Homonuclear diatomic systems are studied within a density functional formalism. Preliminary investigations of simple density functional theories yield few positive results. The major portion of this work is concerned with the application of complementary variation principles to more sophisticated density functional models.; In the first chapter, an analysis of the relationship between electron density and bare-nuclear potential is presented. Topological similarities between the contour maps of these two fields are shown to exist. A calculation on the hydrogen molecular ion demonstrates that 80% of the binding energy can be obtained from a wavefunction forced to produce a density dependent only on bare-nuclear potential.; A method for extending the local density functional theory of Parr et al. to molecules is developed in the second chapter. Bound molecular systems arise without incorporating a gradient correction term into the energy functional. Unfortunately, rather poor estimates for the equilibrium internuclear distance (2.70 bohr) and energy (-1.205 hartree) of H(,2) result.; In Chapter III, complementary variational principles are used to derive a general 'Poisson' lower bound energy functional complementary to a large class of upper bound energy functionals. Tests are performed on atomic systems. Employing the Thomas-Fermi functional along with its Poisson complement, a zero-parameter trial function bounds the energy of neutral Thomas-Fermi atoms to within better than 1.4%. Extensive calculations on the Thomas-Fermi-Diracvon Weizsacker neutral atoms with a six-parameter trial density show that the absolute percent error in total energy increases with nuclear charge, but even for argon, the error is less than 4%. A Poisson complement to the Hohenberg-Kohn energy functional is also presented.; Lower bound techniques are applied to diatomic systems in the final chapter.
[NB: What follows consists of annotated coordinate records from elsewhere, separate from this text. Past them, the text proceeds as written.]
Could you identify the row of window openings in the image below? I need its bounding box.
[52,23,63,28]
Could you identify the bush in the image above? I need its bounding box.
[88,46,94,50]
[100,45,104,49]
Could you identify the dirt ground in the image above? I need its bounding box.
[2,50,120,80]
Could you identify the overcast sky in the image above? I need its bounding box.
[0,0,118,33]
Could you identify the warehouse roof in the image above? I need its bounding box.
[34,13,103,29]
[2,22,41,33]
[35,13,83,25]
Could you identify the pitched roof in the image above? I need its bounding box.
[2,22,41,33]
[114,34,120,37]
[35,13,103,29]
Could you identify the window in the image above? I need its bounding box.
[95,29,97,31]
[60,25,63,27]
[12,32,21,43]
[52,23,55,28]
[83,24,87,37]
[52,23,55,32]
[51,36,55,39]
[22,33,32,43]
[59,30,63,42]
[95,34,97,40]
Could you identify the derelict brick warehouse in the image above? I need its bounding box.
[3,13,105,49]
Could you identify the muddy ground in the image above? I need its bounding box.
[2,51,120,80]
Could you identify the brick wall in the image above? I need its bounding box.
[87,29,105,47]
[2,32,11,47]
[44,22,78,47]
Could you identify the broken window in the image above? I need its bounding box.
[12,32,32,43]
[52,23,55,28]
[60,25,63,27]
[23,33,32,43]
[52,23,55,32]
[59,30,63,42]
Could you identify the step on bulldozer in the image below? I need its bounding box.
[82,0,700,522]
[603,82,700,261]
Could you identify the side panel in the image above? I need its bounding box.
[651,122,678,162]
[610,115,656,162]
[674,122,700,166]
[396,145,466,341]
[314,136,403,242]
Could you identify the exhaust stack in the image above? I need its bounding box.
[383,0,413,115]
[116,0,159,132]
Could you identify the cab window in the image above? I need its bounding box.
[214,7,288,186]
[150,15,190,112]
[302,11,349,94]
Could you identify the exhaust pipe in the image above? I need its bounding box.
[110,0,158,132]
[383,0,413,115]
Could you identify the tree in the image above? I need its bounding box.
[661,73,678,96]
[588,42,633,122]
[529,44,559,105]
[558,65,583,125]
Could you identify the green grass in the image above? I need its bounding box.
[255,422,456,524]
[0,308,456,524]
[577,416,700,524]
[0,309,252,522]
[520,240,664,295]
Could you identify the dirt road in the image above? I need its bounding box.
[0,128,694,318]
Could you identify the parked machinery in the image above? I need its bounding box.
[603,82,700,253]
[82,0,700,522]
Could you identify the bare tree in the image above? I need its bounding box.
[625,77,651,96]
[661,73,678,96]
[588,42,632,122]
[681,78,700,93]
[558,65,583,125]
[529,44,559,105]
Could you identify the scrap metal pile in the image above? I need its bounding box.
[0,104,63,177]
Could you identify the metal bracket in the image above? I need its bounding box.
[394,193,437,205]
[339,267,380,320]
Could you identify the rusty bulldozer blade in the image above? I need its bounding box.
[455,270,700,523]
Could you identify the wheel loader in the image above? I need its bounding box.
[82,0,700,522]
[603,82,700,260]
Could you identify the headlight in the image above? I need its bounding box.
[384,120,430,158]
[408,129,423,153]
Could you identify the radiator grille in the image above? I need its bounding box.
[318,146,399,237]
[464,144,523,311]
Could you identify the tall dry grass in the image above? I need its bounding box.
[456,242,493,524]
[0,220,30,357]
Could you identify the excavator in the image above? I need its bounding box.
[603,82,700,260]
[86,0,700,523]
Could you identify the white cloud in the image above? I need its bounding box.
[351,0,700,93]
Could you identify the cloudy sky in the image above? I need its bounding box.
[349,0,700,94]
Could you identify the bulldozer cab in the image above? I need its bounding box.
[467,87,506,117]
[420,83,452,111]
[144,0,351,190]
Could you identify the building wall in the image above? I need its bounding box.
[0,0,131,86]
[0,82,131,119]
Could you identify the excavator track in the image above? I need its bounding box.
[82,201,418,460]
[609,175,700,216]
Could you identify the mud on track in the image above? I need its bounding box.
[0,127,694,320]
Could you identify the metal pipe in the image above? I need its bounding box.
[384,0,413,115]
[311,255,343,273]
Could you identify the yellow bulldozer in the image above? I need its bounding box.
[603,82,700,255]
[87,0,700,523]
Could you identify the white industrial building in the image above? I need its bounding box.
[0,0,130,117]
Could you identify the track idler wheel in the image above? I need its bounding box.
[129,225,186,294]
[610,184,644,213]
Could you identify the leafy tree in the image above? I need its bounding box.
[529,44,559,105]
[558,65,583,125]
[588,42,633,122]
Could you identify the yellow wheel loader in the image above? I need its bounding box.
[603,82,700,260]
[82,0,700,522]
After a direct derivation of the density functional Poisson complement, the Thomas-Fermi-Dirac-(1/5) von Weizsacker potential energy curve for N(,2) is calculated; less binding than previously thought to exist results. Following by analogy, a Poisson complement for orbital theories is derived. The complement to the Hartree-Fock energy functional is used to obtain a potential energy curve for the hydrogen molecule; without performing any two electron integrals, the Hartree-Fock dissociation energy is exceeded by less than 6%.